As the Tri-Nations siege of South Africa commences, Greg Smith has his own theory why it is easier for touring teams to win on Springbok rather than New Zealand territory.
Greg Smith writes for Sportingo that home advantage in South Africa within the Tri-Nations isn’t the same as in New Zealand – and five out of eight wins on tour in South Africa for the All Blacks proves that. South Africa isn’t a rugby fortress like New Zealand. Attitude, hospitality, weather and facilities make it an infinitely more hospitable and hopeful place for victory on the road.
Allegations that South Africa is the hardest road trip in rugby union are unfounded – and I’ll argue that at this point in time in the Tri-Nations, the Springboks are the ones under the cosh and that New Zealand will always be the hardest place to tour.

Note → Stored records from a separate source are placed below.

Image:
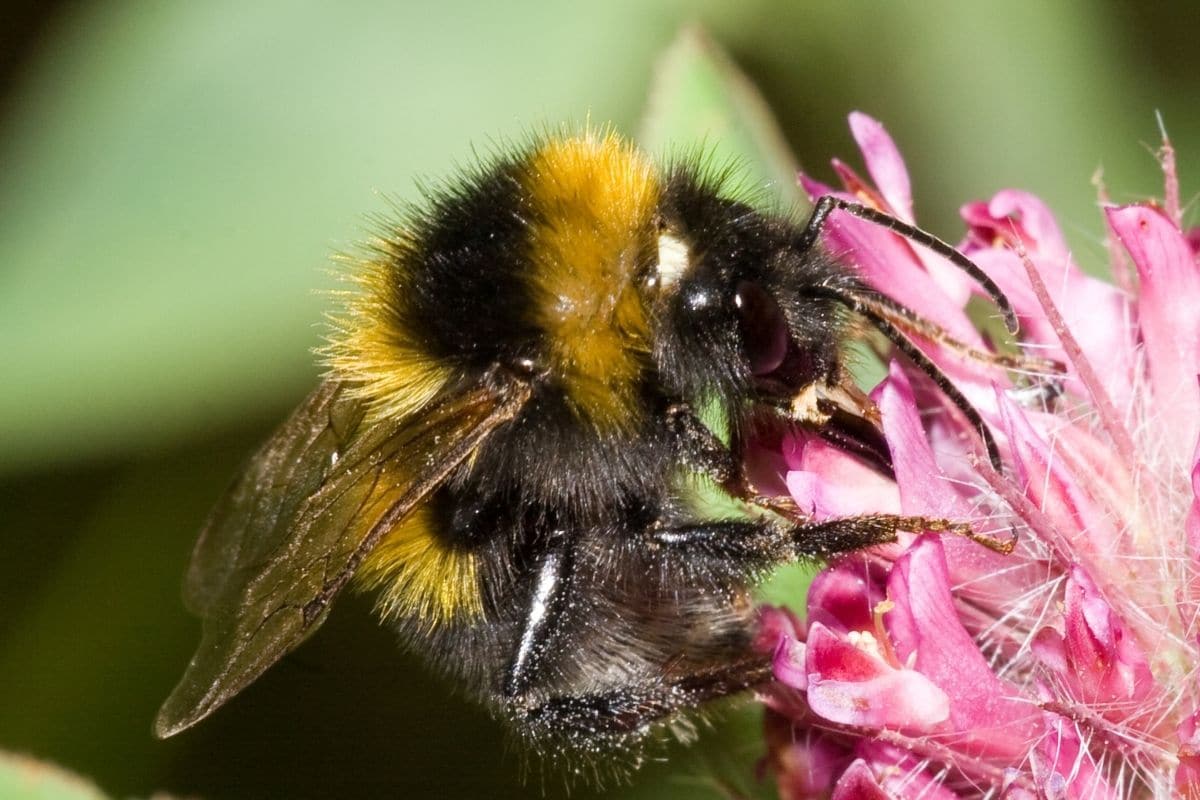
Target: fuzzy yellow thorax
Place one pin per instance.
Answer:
(594, 198)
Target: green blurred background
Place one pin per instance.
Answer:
(173, 178)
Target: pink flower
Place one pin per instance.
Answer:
(937, 668)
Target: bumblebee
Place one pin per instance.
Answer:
(510, 437)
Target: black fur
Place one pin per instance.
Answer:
(646, 603)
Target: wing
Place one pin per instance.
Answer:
(294, 527)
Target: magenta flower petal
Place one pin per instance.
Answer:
(1104, 660)
(829, 482)
(885, 163)
(1083, 521)
(790, 663)
(858, 783)
(1187, 774)
(851, 685)
(900, 774)
(1168, 310)
(927, 632)
(1069, 667)
(924, 488)
(844, 597)
(1063, 768)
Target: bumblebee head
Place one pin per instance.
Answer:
(735, 306)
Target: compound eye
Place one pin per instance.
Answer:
(763, 328)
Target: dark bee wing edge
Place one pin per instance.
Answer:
(265, 613)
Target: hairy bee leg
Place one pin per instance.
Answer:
(739, 546)
(754, 545)
(616, 716)
(702, 450)
(847, 534)
(546, 606)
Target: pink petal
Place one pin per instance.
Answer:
(1043, 470)
(924, 489)
(1111, 671)
(774, 624)
(852, 686)
(1192, 534)
(1098, 316)
(903, 774)
(885, 163)
(987, 711)
(805, 764)
(1167, 311)
(790, 663)
(1187, 774)
(1018, 216)
(1065, 769)
(858, 783)
(891, 264)
(844, 597)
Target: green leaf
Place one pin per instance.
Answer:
(28, 779)
(699, 95)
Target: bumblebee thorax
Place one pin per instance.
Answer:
(593, 203)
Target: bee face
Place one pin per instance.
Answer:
(736, 317)
(505, 445)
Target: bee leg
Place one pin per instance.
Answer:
(702, 451)
(623, 715)
(832, 537)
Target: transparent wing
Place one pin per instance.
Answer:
(294, 527)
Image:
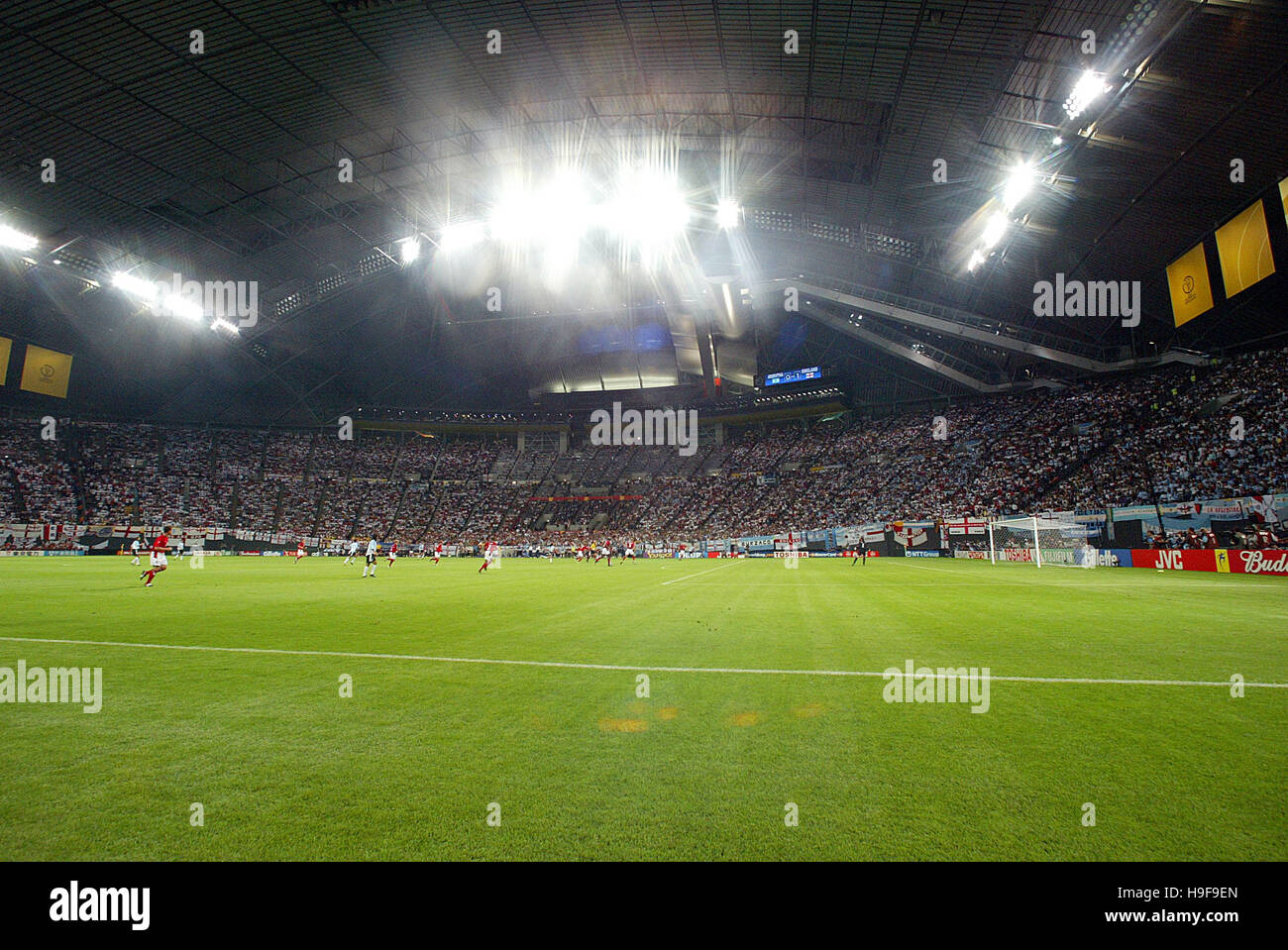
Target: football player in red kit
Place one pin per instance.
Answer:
(159, 563)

Argentina, Australia and New Zealand in succession are like a hurricane, a tsunami and an earthquake battering into the Boks. A triple whammy! I honestly don’t think the Springboks are going to withstand this unrelenting attack and I doubt any team in world rugby could.
Imagine this trio descending on Ireland, Wales, England or France. Yip, you’re right – havoc!
It’s really a sort of gang warfare. A dingo pack hunting down an oversized prey, and home advantage isn’t going to save the Boks.
As I said, home advantage isn’t a big deal here in South Africa. There is none of this icy New Zealand weather, the training grounds aren’t inadequate like in New Zealand and all round, if you ask players touring the ‘Rugby Republic’, the place is a breeze compared to Ireland, Wales or France.
OK, you don’t have home fans but that’s not the be and end all of rugby, is it? South Africa have performed in front of the most hostile crowds in rugby union in New Zealand (remember 1981?) and the House of Pain, while having to contend with equally shocking weather and accommodation, along with training facilities from the dark ages.
I’ll argue that most teams within international rugby will be more hopeful of victory in South Africa than in New Zealand, regardless of the relative strengths of the home teams. So South African home advantage means little or at least less than New Zealand home advantage.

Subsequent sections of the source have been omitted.